En 49 ans, de David Bowie en 1967 au présent Blackstar, il connut « seulement » 10 années fastes, de 1970 à 1980, de The Man Who Sold The World à Scary Monsters… And Super Creeps donc. Une décennie où Bowie réinventa le genre de la Pop, reprenant le flambeau des Beatles, inventant presque à lui tout seul l’Art Pop (Pop sophistiquée), celle de Roxy Music, Talking Heads, Kate Bush ou Bjork. Ce fut surtout une période pendant laquelle il se plaça toujours en avance sur le reste de la production Pop, s’entourant des bonnes personnes (Ken Scott, Brian Eno, Tony Visconti…).
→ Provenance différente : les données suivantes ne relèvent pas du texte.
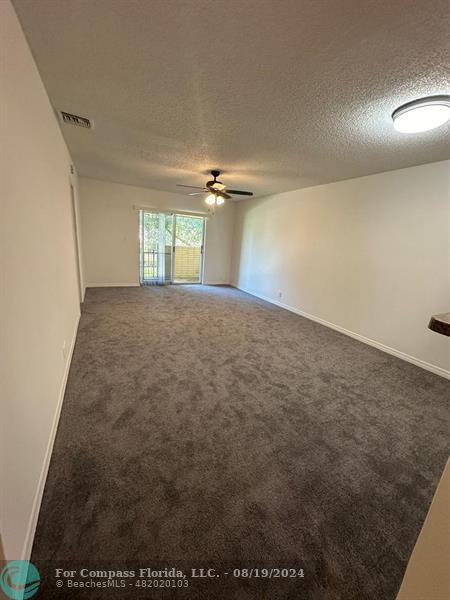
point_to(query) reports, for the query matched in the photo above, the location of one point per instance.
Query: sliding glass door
(188, 249)
(171, 248)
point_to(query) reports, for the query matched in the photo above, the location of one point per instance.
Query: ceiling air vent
(75, 120)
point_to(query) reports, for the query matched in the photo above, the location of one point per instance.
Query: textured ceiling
(279, 94)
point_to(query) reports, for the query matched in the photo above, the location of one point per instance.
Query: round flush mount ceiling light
(422, 115)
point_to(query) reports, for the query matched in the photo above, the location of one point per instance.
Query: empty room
(225, 299)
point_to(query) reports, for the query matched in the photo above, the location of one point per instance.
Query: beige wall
(109, 231)
(369, 255)
(39, 298)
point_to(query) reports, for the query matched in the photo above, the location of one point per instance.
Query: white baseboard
(407, 357)
(31, 530)
(112, 285)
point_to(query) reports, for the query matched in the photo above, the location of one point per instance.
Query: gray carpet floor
(203, 425)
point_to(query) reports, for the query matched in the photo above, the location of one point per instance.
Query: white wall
(39, 299)
(370, 255)
(109, 231)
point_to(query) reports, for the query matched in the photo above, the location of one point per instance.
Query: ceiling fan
(216, 190)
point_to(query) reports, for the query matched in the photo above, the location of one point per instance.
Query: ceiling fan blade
(240, 192)
(197, 187)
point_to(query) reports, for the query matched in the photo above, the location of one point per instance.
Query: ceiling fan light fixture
(422, 115)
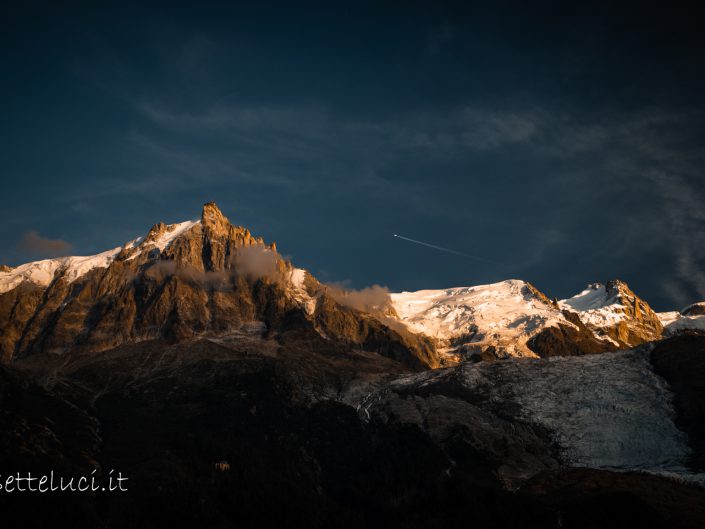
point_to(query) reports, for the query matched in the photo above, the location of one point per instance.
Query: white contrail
(448, 250)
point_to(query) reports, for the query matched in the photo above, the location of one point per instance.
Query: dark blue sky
(564, 143)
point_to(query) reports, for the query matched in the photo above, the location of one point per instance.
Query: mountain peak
(212, 217)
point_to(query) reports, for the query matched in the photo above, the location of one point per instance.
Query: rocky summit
(233, 389)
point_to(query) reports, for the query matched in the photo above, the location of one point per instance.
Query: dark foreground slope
(299, 452)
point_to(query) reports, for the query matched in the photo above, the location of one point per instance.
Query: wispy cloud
(36, 245)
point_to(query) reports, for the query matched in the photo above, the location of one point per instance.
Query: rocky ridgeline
(211, 279)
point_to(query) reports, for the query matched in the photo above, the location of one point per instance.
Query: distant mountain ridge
(208, 277)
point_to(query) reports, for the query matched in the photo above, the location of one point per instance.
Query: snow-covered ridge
(43, 272)
(596, 306)
(504, 315)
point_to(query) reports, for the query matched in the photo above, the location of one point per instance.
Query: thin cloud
(34, 244)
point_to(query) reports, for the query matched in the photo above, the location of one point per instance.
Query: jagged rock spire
(212, 217)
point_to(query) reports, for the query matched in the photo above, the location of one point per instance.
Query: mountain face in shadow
(233, 389)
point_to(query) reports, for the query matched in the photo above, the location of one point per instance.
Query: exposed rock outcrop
(180, 282)
(612, 310)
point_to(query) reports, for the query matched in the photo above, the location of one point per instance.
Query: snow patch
(504, 315)
(596, 306)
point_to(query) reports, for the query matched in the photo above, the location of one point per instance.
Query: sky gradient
(563, 144)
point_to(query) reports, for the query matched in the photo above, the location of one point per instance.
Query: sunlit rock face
(182, 281)
(487, 322)
(615, 312)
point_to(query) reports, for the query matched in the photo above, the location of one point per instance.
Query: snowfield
(42, 273)
(595, 306)
(504, 315)
(608, 411)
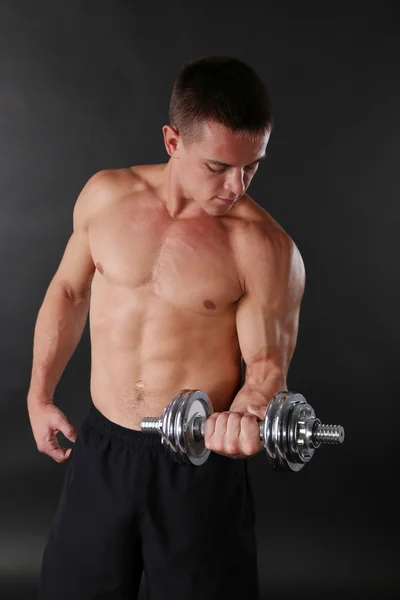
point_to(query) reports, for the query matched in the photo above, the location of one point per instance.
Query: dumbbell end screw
(151, 425)
(328, 434)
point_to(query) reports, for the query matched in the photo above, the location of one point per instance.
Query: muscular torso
(163, 303)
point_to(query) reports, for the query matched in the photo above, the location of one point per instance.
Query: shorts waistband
(133, 436)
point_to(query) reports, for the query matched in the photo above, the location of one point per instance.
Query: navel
(210, 305)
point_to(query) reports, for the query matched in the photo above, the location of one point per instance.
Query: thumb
(68, 430)
(258, 411)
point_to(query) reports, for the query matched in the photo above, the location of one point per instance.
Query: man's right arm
(62, 317)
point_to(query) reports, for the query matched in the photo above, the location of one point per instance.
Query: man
(183, 273)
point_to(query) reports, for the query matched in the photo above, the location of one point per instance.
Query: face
(221, 165)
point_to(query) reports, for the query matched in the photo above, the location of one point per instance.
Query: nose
(235, 183)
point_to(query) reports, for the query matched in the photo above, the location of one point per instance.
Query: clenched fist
(233, 434)
(47, 421)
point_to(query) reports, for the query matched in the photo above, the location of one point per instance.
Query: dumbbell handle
(318, 432)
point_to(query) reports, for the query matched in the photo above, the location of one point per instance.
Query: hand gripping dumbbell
(290, 431)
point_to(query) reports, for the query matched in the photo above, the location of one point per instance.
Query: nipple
(210, 305)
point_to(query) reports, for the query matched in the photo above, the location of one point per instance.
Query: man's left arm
(267, 317)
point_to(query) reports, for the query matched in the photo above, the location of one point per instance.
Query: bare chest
(188, 263)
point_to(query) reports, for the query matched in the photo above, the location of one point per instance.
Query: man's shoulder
(257, 222)
(261, 236)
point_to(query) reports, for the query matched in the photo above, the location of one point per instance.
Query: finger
(210, 424)
(67, 430)
(232, 436)
(250, 434)
(59, 454)
(221, 425)
(53, 449)
(258, 411)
David Bowie est un avant-gardiste dans l’âme ce qui fait que Hunky Dory, The Rise And Fall Of Ziggy Stardust, Aladdin Sane, Station To Station, Low ou encore Heroes sont des classiques indémodables et indétrônables. Même Scary Monsters fait de la New Wave avant son avènement. Lorsqu’il a voulu se fondre dans la mode du moment, il a chuté. David Bowie est le Yves Saint-Laurent de la musique, un visionnaire qui fait la mode, la façonne, cela va au-delà de son simple statut d’icône aux tenues extravagantes.
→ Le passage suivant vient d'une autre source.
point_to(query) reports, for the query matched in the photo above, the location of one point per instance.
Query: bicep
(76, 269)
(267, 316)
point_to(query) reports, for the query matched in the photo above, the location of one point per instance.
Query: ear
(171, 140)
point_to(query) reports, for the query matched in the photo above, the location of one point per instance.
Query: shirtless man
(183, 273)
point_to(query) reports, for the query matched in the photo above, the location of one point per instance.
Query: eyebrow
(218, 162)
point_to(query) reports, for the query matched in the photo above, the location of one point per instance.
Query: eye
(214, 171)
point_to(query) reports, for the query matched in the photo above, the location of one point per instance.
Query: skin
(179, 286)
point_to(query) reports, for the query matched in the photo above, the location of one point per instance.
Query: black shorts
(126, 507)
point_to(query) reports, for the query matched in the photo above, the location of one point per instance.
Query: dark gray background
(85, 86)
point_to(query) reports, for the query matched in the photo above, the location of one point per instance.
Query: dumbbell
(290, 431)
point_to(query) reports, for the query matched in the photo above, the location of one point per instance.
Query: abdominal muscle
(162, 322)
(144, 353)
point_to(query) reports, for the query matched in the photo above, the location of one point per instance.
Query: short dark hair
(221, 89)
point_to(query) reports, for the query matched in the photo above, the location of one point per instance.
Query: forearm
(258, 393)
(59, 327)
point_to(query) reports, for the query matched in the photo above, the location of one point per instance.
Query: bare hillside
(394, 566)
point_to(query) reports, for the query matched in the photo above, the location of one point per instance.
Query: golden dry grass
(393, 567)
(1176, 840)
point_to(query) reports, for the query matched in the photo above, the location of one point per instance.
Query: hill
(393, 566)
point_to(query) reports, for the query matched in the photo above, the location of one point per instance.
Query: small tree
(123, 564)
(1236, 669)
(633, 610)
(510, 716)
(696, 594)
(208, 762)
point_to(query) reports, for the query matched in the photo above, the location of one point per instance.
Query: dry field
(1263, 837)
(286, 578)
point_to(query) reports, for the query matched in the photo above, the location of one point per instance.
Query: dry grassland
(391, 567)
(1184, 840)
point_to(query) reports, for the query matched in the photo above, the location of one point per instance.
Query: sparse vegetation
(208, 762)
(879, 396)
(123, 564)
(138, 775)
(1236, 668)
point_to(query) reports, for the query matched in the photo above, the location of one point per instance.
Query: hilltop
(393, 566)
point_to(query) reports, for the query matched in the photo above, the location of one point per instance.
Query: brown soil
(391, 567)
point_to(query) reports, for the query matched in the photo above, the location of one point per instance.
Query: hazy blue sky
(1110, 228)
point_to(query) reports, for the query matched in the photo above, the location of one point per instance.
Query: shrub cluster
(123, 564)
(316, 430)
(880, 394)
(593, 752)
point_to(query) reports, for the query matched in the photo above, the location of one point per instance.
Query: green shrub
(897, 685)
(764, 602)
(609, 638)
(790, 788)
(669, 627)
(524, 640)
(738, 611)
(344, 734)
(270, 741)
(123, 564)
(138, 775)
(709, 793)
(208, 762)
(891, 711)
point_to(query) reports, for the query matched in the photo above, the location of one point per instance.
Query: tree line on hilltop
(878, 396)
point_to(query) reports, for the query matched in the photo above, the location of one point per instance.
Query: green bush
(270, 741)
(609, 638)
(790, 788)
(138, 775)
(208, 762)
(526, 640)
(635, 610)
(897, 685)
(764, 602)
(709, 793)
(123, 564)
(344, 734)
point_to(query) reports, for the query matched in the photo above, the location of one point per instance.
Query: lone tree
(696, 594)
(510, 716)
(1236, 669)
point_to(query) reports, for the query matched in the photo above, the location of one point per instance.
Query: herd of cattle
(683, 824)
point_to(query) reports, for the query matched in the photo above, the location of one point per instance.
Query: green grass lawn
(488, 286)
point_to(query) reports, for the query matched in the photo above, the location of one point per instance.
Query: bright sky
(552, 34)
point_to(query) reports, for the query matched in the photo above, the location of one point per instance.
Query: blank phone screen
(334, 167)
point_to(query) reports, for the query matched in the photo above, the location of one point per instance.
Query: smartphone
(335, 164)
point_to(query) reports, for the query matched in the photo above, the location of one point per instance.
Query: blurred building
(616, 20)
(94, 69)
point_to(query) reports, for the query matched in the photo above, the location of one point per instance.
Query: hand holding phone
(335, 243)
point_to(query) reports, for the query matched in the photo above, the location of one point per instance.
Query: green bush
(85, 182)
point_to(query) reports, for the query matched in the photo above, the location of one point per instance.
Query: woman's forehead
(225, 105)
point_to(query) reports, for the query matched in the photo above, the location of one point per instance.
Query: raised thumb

Blackstar n’est pas une œuvre d’avant-garde. Bowie en est-il encore capable ? Il y a certes des éclairs d’avant-gardisme au sein des sept titres que composent l’album, on pense notamment à la monstrueuse chanson éponyme qui ouvre le bal de la plus belle des manières. Cela fait-il de Blackstar une énième déception ? Bien au contraire, bientôt septuagénaire, l’ex-Ziggy Stardust semble enfin faire la musique qui lui correspond le mieux, ce vers quoi elle aurait dû se diriger après Outside et Earthling au milieu des années 1990. Une Pop semi-expérimentale aux structures écarlates, fuyantes, piochant dans les modèles dissonants du Jazz, de l’Indus, voire même du Hip Hop et de la musique électronique. De l’ « Anti-Pop » en somme. De la Pop et son envers en même temps, car ici, la musique ne cherche jamais à faire de mal à son auditeur, elle reste toujours aussi plaisante tout en nous entrainant dans une aventure que l’on nous n’avait pas encore contée.
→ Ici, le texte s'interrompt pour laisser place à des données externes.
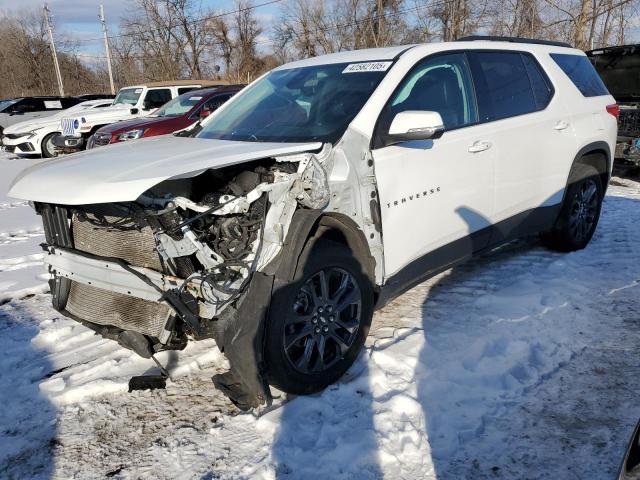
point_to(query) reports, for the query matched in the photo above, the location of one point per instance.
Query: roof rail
(492, 38)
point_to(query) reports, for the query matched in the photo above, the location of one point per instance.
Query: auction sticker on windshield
(367, 67)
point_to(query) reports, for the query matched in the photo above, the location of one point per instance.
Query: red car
(175, 115)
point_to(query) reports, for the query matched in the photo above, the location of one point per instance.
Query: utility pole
(106, 47)
(47, 22)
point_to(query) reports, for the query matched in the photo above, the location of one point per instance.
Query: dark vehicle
(95, 96)
(619, 68)
(177, 114)
(25, 108)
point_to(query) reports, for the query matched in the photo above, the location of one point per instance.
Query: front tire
(580, 212)
(47, 146)
(319, 322)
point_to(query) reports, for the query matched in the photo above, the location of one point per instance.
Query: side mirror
(415, 125)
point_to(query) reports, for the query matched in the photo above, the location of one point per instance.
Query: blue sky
(78, 20)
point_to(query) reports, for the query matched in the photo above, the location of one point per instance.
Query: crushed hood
(32, 124)
(123, 171)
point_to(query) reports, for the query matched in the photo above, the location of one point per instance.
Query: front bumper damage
(239, 333)
(81, 265)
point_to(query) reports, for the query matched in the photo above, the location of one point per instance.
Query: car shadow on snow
(330, 435)
(27, 418)
(496, 328)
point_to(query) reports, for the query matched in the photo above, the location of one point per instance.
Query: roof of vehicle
(391, 53)
(179, 83)
(614, 49)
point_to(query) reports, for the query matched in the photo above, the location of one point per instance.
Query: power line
(323, 29)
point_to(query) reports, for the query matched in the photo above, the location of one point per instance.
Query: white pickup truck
(131, 102)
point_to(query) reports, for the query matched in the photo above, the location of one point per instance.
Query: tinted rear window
(579, 69)
(502, 85)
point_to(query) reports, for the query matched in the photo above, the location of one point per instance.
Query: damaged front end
(185, 261)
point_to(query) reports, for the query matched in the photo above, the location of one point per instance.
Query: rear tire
(579, 213)
(47, 146)
(319, 322)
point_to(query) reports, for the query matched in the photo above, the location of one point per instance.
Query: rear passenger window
(440, 84)
(157, 97)
(580, 71)
(542, 90)
(502, 85)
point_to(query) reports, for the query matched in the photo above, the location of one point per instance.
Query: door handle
(479, 147)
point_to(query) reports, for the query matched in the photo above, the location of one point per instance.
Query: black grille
(629, 122)
(113, 236)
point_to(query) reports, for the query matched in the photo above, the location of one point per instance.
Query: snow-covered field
(520, 364)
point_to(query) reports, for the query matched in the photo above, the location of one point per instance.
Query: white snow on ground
(519, 364)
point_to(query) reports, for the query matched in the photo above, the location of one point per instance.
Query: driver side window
(439, 84)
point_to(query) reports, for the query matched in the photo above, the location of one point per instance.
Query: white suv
(35, 136)
(318, 193)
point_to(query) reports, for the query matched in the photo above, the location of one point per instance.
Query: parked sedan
(177, 114)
David Bowie avait annoncé pendant la promotion de Blackstar que la règle n°1 était d’éviter à tout pris le Rock qui le suivait partout et était envahissant dans The Next Day. C’est justement ce qui décrit le mieux ce 25ème opus, un album de Rock mais fait différemment. Il s’agit de trouver une autre manière de le créer en produisant un effet similaire mais aussi un au-delà. Les titres de Blackstar sont donc des morceaux Rock mais pas seulement. Lazarus, deuxième single dévoilé cette automne en est le symbole. La batterie est puissante, la basse ronronnante, la guitare saturée mais le rythme est ralenti et on n’est pas surpris de l’apparition d’un magnifique solo de saxophone en lieu et place de cette dernière. L’ambiance Jazzy est redoublée par la voix fantomatique, extra-terrestre d’un Bowie vieilli mais qui sait comment utiliser cet instrument vocal altéré par le temps qui passe.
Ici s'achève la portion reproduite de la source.